基于扩展随机文法的视频语义事件识别

CASIA OpenIR > 毕业生 > 博士学位论文

	基于扩展随机文法的视频语义事件识别
其他题名	Extended Stochastic Grammar based Visual Event Recognition
	张彰
	2008-12-28
学位类型	工学博士
中文摘要	从视频中自动识别语义事件是计算机视觉研究的一个重要目标。并且在现实生活中，它还具有极其重要的应用价值。本文围绕着这个问题，提出了一种基于扩展随机文法的视频语义事件识别方法。具体而言，本文主要开展了以下几方面的工作： 1.通过对运动轨迹进行分析，提出了一种基于场景语义点的原子事件自动学习方法。首先，通过语义场景建模或者人为指定，得到若干场景中的语义点；之后，通过轨迹聚类得到若干场景中基本的运动模式作为文法系统中的原子事件。为了更有效的进行轨迹聚类，我们还对各种轨迹相似性测度进行了比较，并通过对各个相似性测度的应用背景进行考察，分析解释了实验结果。 2.提出了一种基于最小描述长度（Minimum Description Length）准则的事件规则归纳方法。首先，我们将Allen的时间关系逻辑加入到原有的随机上下文无关文法（Stochastic Context Free Grammar）规则之中，用以表达子事件之间的并行时间关系；其次，基于“时空相似的事件优先组合在一起”的想法，我们利用一种多层规则归纳策略获取事件规则；同时，我们还提出了一种对事件规则和训练数据进行编码的具体编码方式，用以最小描述长度准则的具体执行。

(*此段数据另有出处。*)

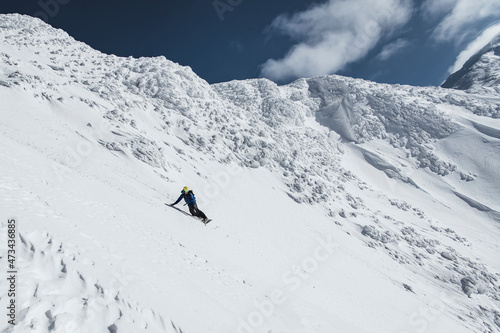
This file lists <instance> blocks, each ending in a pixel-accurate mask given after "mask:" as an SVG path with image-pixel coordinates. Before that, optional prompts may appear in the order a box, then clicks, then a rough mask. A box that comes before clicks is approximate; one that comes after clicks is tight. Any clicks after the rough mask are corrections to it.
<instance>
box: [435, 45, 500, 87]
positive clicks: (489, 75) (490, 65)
mask: <svg viewBox="0 0 500 333" xmlns="http://www.w3.org/2000/svg"><path fill="white" fill-rule="evenodd" d="M442 87H443V88H454V89H461V90H467V91H469V92H472V93H487V94H493V95H498V94H500V35H498V36H496V37H495V38H494V39H493V40H492V41H491V42H490V43H489V44H488V45H486V46H485V47H484V48H482V49H481V50H480V51H479V52H477V53H476V54H475V55H473V56H472V57H471V58H470V59H469V60H468V61H467V62H466V63H465V64H464V66H463V67H462V68H461V69H460V70H459V71H457V72H456V73H453V74H452V75H450V77H449V78H448V79H447V80H446V81H445V82H444V83H443V85H442Z"/></svg>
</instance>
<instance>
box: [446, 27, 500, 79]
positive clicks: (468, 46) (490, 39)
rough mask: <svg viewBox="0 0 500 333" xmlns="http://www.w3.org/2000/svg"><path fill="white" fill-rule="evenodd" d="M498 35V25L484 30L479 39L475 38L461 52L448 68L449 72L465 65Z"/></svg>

在广播体操场景和交通路口场景中的实验表明，所提出的规则归纳算法可有效的学习得到场景中复杂事件的内在结构组成关系，并将其表达为一系列的事件规则。 3.基于这种扩展的随机文法规则表示，本文采用一种多线程文法分析算法（Multi-Thread Parsing）。通过放宽组成分析状态的原子集约束，使得文法分析算法可以对子事件间的并行时间关系进行处理；通过一种类似Viterbi算法的噪声恢复机制，使得文法分析算法可以处理大尺度噪声，如删除噪声（deletion error）和插入噪声（insertion error）。在广播体操场景和交通路口场景中的实验表明，所提出的多线程文法分析算法可以有效的对视频中的复杂事件进行识别。 4.我们还将所提出的基于扩展随机文法的事件识别方法应用于多人交互行为的识别。在此，与静止场景中原子事件获取方法不同，我们首先将每一个运动物体看作为一个局部相对坐标系；之后我们将其他运动物体的位置投影到这个局部坐标系中，通过对局部坐标系中相对位置点进行聚类，我们得到若干交互原子（Interaction Primitive）；最后，运动物体的交互行为可表达为不同局部坐标系中的多个原子事件串的联合（原子事件流），进而我们可以利用所提出的扩展的随机文法对原子事件流进行建模和识别。对五种交互行为的识别实验表明我们的方法取得了令人鼓舞的识别结果。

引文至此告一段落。